Data Streaming with Kafka and Flink on AWS – Part 2

8 min read

Dec 15, 2022 12:00:00 AM

Apache Kafka and Apache Flink are popular platforms for data streaming applications. However, provisioning and managing your own clusters can be challenging and incur operational overhead. Amazon Web Services (AWS) provides a fully managed, highly available version of these platforms that integrate natively with other AWS services. In this blog post we will explore the capabilities and limitations of AWS’s offering by deploying a simple data streaming application.

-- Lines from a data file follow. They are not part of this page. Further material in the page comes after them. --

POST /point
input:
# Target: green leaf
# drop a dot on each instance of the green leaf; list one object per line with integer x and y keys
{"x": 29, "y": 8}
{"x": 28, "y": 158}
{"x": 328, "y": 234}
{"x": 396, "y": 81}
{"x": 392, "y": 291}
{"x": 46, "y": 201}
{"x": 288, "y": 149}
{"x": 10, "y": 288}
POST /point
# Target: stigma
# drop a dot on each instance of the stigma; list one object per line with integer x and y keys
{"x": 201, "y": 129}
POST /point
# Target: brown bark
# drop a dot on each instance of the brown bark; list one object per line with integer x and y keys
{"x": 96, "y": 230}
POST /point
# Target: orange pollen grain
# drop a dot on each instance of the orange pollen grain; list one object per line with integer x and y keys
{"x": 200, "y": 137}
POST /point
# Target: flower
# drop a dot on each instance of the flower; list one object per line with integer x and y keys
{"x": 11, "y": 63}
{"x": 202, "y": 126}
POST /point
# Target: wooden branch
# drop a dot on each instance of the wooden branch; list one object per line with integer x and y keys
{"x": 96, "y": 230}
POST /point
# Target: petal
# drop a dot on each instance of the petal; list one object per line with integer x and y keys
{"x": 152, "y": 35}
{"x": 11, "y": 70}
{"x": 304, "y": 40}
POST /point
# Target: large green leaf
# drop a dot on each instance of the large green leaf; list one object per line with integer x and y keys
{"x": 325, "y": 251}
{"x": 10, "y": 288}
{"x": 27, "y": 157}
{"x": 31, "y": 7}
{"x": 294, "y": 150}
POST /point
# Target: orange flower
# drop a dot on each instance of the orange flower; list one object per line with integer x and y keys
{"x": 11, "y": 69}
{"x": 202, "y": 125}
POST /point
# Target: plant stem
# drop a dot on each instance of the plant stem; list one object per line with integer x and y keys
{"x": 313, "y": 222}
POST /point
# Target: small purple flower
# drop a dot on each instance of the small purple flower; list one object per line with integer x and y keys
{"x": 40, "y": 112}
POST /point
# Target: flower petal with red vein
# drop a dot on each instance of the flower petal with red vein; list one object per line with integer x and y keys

This is part 2 of the blog post. This time we will cover the deployment of an Apache Flink streaming application that reads simulated book purchase events from an Apache Kafka cluster and computes bookstore sales per minute. Please take a look at part 1 to get more information about the setup of the Apache Kafka cluster and the Apache Kafka Connect connector that generates the simulated book purchase events.

Apache Flink on AWS

The managed Apache Flink service is called Amazon Kinesis Data Analytics or “Amazon KDA” for short. It was first introduced in November 2018. These are some of its main features:

Fully managed and scalable

You can run your Apache Flink applications continuously without managing servers. To begin with, you author your applications locally. When you are ready to run on the cloud, you don’t need to make any changes to the code. You only need to specify the application parameters through runtime properties and the desired level of parallelism. Amazon KDA will automatically scale up or down to match the throughput of your incoming data..

AWS service integrations

You can set up and integrate a data source or destination with minimal code. The Amazon KDA libraries allow you to easily integrate with S3, Amazon MSK, Amazon DynamoDB, Amazon Kinesis Data Streams, Amazon Kinesis Data Firehose, Amazon CloudWatch, and AWS Glue Schema Registry.

Pay-per-use pricing

You pay only for what you use. In other words, you are charged an hourly rate based on the number of Amazon Kinesis Processing Units (or KPUs) used to run your application. There are no upfront costs.

Use Cases

You can use Amazon KDA for many data streaming use cases, however the four most common ones are:

Streaming ETL

Clean, enrich, organize, and transform raw data prior to loading your data lake or data warehouse in real-time.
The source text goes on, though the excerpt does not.